Title: Null Model Methods for Cluster Analysis of Gene Expression Data
Speaker: Dr. Brian Munneke
Place: LAEB 2280; October 30, 2001, Tuesday, 4:30pm


Recent microarray innovations in molecular biology allow the biologist to quantitate the amount of gene activity resulting from various experimental conditions. Experiments employing microarrays can be used to monitor thousands of genes simultaneously across several treatment conditions. The vast amount of data coupled with the inherent variation present in the microarray technology provides many opportunities for statisticians to contribute to both the analysis and interpretation of these data. A common approach for exploratory analysis of these data is cluster analysis, where the intention of the biologist is to uncover regulatory relationships between genes. The experimental variation present in microarray technology causes concern among researchers and calls into question the stability of clusters derived from the gene expression profiles, as well as the inferred co-regulatory relationships.

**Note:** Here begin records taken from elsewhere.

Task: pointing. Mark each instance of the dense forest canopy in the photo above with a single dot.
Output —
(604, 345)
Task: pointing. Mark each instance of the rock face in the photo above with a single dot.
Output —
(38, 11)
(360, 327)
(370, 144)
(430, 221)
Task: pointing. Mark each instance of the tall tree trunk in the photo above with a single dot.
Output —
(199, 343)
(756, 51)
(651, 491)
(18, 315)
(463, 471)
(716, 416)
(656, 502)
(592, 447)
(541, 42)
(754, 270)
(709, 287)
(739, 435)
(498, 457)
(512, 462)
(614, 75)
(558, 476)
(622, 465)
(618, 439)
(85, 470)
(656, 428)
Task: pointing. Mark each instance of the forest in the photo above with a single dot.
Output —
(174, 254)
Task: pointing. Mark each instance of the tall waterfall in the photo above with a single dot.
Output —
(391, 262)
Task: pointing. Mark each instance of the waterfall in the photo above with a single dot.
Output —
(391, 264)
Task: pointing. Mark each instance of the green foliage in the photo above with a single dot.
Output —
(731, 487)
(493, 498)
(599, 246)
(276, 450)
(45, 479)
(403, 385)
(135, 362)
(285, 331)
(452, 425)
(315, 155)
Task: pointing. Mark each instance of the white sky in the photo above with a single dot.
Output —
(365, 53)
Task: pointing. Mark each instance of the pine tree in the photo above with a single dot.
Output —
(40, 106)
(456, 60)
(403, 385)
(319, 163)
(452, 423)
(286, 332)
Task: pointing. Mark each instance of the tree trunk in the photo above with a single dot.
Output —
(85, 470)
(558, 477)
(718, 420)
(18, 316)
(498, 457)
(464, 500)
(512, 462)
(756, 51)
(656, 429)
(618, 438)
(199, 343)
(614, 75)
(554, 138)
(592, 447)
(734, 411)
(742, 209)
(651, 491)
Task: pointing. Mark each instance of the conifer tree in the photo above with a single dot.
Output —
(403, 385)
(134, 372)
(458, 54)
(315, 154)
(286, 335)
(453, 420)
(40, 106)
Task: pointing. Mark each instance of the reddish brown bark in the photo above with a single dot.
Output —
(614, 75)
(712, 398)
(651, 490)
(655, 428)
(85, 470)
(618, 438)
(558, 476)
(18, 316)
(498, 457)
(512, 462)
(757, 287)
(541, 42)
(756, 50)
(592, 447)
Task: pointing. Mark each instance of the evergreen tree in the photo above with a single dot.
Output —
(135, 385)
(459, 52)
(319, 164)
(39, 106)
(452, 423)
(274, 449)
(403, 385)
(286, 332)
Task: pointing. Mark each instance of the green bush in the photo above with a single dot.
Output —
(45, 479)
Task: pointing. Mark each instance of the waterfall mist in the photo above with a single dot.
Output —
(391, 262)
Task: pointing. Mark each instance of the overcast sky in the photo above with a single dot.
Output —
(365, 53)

Motivated by the need to investigate the statistical implications of this variation, a methodology for statistically validating cluster structure will be presented. This investigation includes a new dissimilarity measure, based on a penalized cosine of the angle, used in clustering algorithms, and two approaches that independently produce the null space representations of the gene expression profiles. Incorporation of these null model methodologies with cluster analysis of gene expression data provides an assessment of how close any suggested cluster group structure is to what would be expected by random association.